Here are some detailed notes for the last few talks by Susanka.

Here are the slides which synopsize the most relevant points.

Our nineteenth meeting was held June 12, 2013 at 4:30 P.M. in Room L-222. Larry Curnutt talked about Inner Product and Hilbert Spaces. Our twentieth meeting was held Wednesday June 19, 2013 at 4:30 P.M. in Room L-222. Larry Curnutt continued to discuss Hilbert Space and orthogonality. Our twenty-first meeting was held Wednesday July 25, 2013 at 4:00 P.M. in Room L-222. Larry Curnutt continued to discuss issues involving orthogonal bases. Notes can be found here.
Our twenty-second meeting was held Tuesday July 30 at 4 pm in L-222. Curnutt continued to discuss properties of orthonormal bases. Our twenty-third meeting was held Wednesday, October 2, 2013, at 4 pm in the new room, Room L-212. Larry Curnutt talked about Spectral Theory, primarily on finite dimensional spaces. Our twenty-fourth meeting was held Wednesday, October 9, 2013, at 4 pm in Room L-212. Curnutt talked about Spectral Theory.
Our twenty-fifth meeting was held Wednesday, October 16, 2013, at 4 pm in Room L-212. Curnutt talked about Spectral Theory for Hilbert spaces. Here is a link to his slides. Our twenty-sixth meeting was held Wednesday, October 23, 2013, at 4 pm in Room L-212. Victor Polinger began with a discussion of the new discovery (October, 2013) of soliton-type solutions to Maxwell's equations, his slides are here, a rather shocking discovery that might have (if realized in physical form) important application. Apparently these are related to the Hopf fibration of the 3-sphere. A brief discussion about that can be found on page 37 of my notes on quaternions.
Victor provided links to movies of three of these solutions, here (trefoil) and here and here.
Curnutt then continued talking about Spectral Theory for Hilbert spaces, using these notes.
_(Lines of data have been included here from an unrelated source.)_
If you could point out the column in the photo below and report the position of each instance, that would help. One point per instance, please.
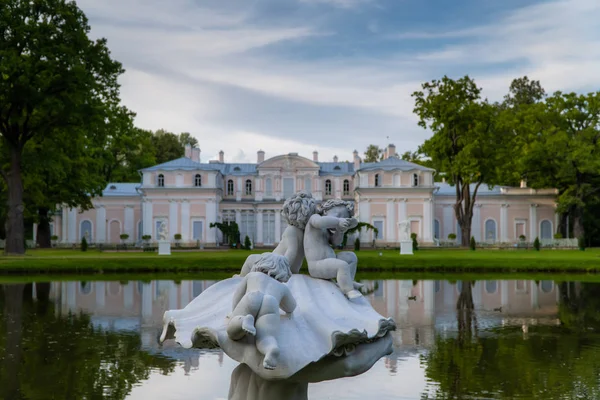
(533, 233)
(147, 217)
(211, 217)
(73, 225)
(504, 223)
(259, 226)
(100, 290)
(476, 223)
(427, 221)
(391, 228)
(277, 226)
(101, 224)
(185, 221)
(173, 220)
(129, 224)
(63, 230)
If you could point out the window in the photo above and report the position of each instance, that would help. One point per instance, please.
(197, 230)
(308, 185)
(490, 230)
(546, 229)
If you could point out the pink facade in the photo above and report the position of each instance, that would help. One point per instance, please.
(189, 195)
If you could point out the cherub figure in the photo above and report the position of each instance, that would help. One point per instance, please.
(256, 304)
(296, 212)
(325, 230)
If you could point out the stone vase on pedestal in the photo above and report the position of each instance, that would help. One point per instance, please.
(406, 247)
(164, 248)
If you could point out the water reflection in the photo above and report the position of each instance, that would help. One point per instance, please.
(463, 339)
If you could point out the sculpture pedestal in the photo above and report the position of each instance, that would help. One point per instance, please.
(164, 248)
(406, 247)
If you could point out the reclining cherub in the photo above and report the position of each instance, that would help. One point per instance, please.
(296, 212)
(256, 304)
(325, 230)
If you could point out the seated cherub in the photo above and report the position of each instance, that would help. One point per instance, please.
(325, 230)
(296, 211)
(256, 304)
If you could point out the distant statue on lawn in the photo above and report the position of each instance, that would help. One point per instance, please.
(296, 212)
(163, 233)
(324, 231)
(256, 304)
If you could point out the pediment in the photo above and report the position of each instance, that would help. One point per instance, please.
(288, 162)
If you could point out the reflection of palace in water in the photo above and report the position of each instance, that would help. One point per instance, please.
(421, 309)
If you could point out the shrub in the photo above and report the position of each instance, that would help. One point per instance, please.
(581, 243)
(413, 236)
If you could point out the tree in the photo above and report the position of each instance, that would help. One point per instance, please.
(167, 145)
(373, 153)
(54, 79)
(464, 144)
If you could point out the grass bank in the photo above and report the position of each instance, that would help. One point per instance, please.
(53, 262)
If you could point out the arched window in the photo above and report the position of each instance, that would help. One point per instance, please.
(546, 229)
(86, 231)
(490, 230)
(269, 187)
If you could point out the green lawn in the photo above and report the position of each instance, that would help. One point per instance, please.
(385, 261)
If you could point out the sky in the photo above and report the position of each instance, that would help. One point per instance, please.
(330, 75)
Our twenty-seventh meeting was held Wednesday, October 30, 2013, at 4 pm in Room L-212. Curnutt continued talking about Spectral Theory for Hilbert spaces, using these notes.
Our twenty-eighth meeting was held Wednesday, November 6, 2013, at 4 pm in Room L-212. Curnutt continue to talk about Spectral Theory for Hilbert spaces. Our twenty-ninth meeting was held Wednesday, November 13, 2013, at 4 pm in Room L-212. Curnutt finished his introduction to Spectral Theory for Hilbert spaces. His final notes are here. Our thirtieth meeting was held Wednesday, November 20, 2013, at 4 pm in Room L-212. Larry Susanka recalled our original charge in these talks and surveyed the progress we have made.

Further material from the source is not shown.